First consider open standards. AGENTS.md is a good first candidate. Now it is quite “mature” and accepted by most coding tools out there. And this captures the essence of the patterns you should be looking for. The idea behind it was: “We need some kind of semi-structured way of storing facts about our codebase that agents can use to work more effectively on it.” At the beginning each tool did it in their own way: .cursorrules, CLAUDE.md, etc. But if you correctly identify the idea, the implementation becomes irrelevant and you can easily migrate between them.
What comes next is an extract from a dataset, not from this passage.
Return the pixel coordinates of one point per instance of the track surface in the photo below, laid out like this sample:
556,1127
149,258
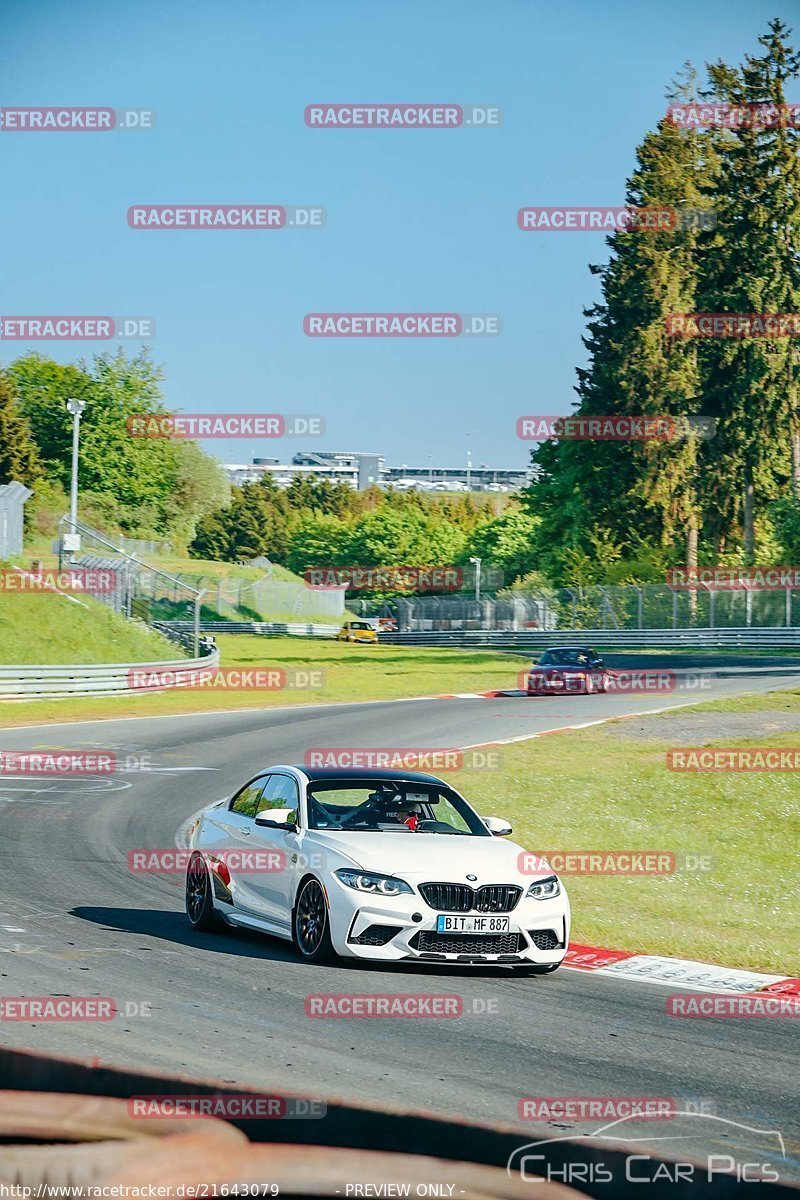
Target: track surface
74,922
Another good example is planning workflows. Not so long ago, not everyone was convinced that doing a plan before coding was a good idea. But many tools did, and they did it in their own way. Some tools went the UI route like Kiro, some took a more barebones approach with just plain .md files, but they were all doing the same thing. Now nearly all the tools have some kind of a “planning mode”, but again, once you have identified the idea behind it, the implementation becomes irrelevant.


Closing thoughts

The hype is big, everyone is selling some tool or solution and promising to change the way you do stuff forever. As with any tech trend, the space quickly gets crowded with noise. In these times, it’s more important than ever to fall back to the basics and routinely think about the problems from first principles. Only you know how your development process works; you know your strengths and weaknesses. Only you have the correct domain knowledge about the business and the technology. No generic coding tool will provide any of that for you.

The stronger your technical and business foundations are, the more leverage you will be able to extract from AI. The more you know what you want to use AI for, the more you will be able to see through the 80% useless noise and buzzwords.